The issue of social equity is an aspect constantly raised nationwide in marijuana legalization. Many see critical importance in addressing equity due to the history of systemic discrimination in the War on Weed where, for example, persons of color have endured disproportionate arrests and incarcerations.
Language in that proposed 2018 NJ legislation recognized historic discrimination. That legislation stated “Black New Jerseyans are nearly three times more likely to be arrested for marijuana possession than white New Jerseyans, despite similar usage rates…”
An ACLU report on discriminatory marijuana law enforcement nationwide released in mid-April 2020 found that blacks were arrested three and a half times more frequently than whites across New Jersey for possession of marijuana. That report provided regional data on the arrest disparities that ranged from a low of blacks being nearly twice as likely to endure arrest in Hudson County across from New York City to nearly 14 times in upscale Hunterdon County along the Delaware River north of NJ’s capital in Trenton.
Weedman’s campaign to preserve a slice of the legalized pot business pie for non-whites and the ‘black market’ is a sentiment shared by a surprising source: some black ministers in New Jersey. (Black ministers are usually opponents of marijuana legalization.)
Pastor Stephen Green from Roselle, NJ, during a mid-April web-based forum on legalization, said justice and civil rights efforts must “ensure” that legalization does not become an industry that is “deeply white to profit off the backs of those who have been incarcerated for the underground market.”
The moderator of the forum, Rev.
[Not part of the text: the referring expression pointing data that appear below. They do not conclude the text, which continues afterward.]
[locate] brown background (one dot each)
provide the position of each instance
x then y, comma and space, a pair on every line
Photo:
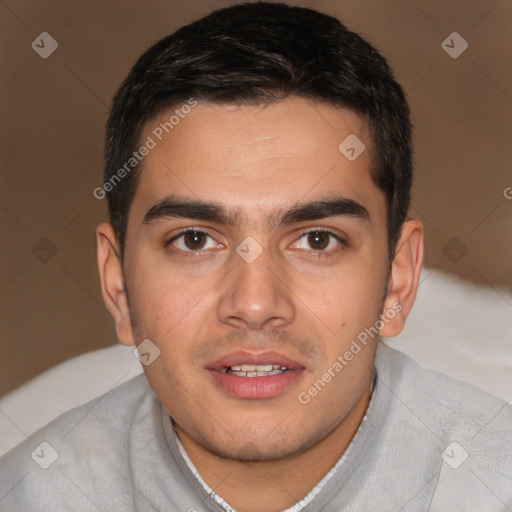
53, 116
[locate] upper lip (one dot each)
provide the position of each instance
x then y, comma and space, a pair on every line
244, 357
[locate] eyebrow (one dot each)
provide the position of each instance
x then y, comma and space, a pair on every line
174, 207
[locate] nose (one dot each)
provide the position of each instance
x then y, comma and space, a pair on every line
255, 294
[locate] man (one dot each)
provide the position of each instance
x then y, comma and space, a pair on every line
258, 174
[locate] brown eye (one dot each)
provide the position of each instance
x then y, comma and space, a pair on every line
194, 240
318, 240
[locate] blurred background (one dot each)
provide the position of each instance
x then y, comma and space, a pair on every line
62, 63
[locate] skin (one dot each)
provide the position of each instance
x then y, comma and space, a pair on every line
300, 298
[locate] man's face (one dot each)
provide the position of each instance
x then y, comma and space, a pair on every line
255, 286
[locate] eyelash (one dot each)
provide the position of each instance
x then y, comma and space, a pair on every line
315, 253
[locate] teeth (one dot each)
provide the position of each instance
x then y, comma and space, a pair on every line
255, 370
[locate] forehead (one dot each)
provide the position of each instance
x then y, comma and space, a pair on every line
255, 156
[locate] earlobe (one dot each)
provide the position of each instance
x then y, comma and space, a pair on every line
403, 279
112, 281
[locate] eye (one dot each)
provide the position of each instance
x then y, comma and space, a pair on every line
191, 240
318, 240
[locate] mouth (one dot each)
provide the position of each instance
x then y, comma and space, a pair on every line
255, 376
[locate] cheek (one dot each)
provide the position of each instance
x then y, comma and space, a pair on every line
342, 299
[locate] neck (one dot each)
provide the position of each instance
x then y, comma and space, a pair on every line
274, 485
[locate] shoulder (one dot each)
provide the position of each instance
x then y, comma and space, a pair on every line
82, 445
450, 404
468, 431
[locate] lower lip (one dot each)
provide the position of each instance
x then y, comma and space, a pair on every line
256, 388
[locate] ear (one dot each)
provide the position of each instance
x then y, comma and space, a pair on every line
403, 278
112, 281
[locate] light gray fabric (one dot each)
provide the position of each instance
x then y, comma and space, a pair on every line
113, 453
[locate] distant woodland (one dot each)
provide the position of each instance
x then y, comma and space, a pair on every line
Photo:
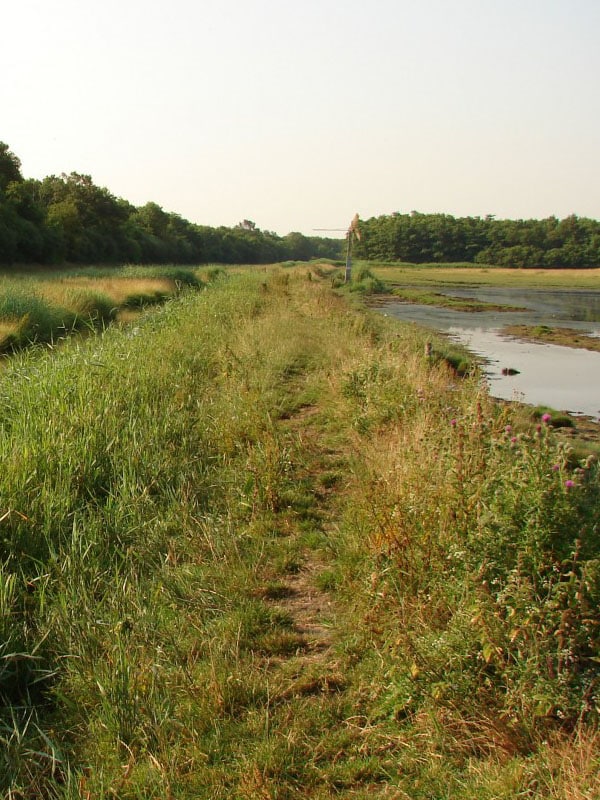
421, 238
68, 219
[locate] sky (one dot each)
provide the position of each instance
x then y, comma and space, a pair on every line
298, 115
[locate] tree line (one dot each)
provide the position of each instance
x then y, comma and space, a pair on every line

Charles Boyer of Woodbury, NJ, said legalization must include the “economic justice” of licenses specifically for minorities.
Boyer, the Founding Director of NJ’s Salvation & Social Justice movement, said, without specific provisions in legalization to provide licenses for minorities “the industry will exclude and not include.”
One legalization opponent, NJ State Senator Roland Rice, has also criticized current legalization proposals. Rice, an African American, feels current proposals favor well-off whites to the exclusion of non-whites. Rice, a proponent of decriminalization, helped block passage of legalization legislation in early 2019.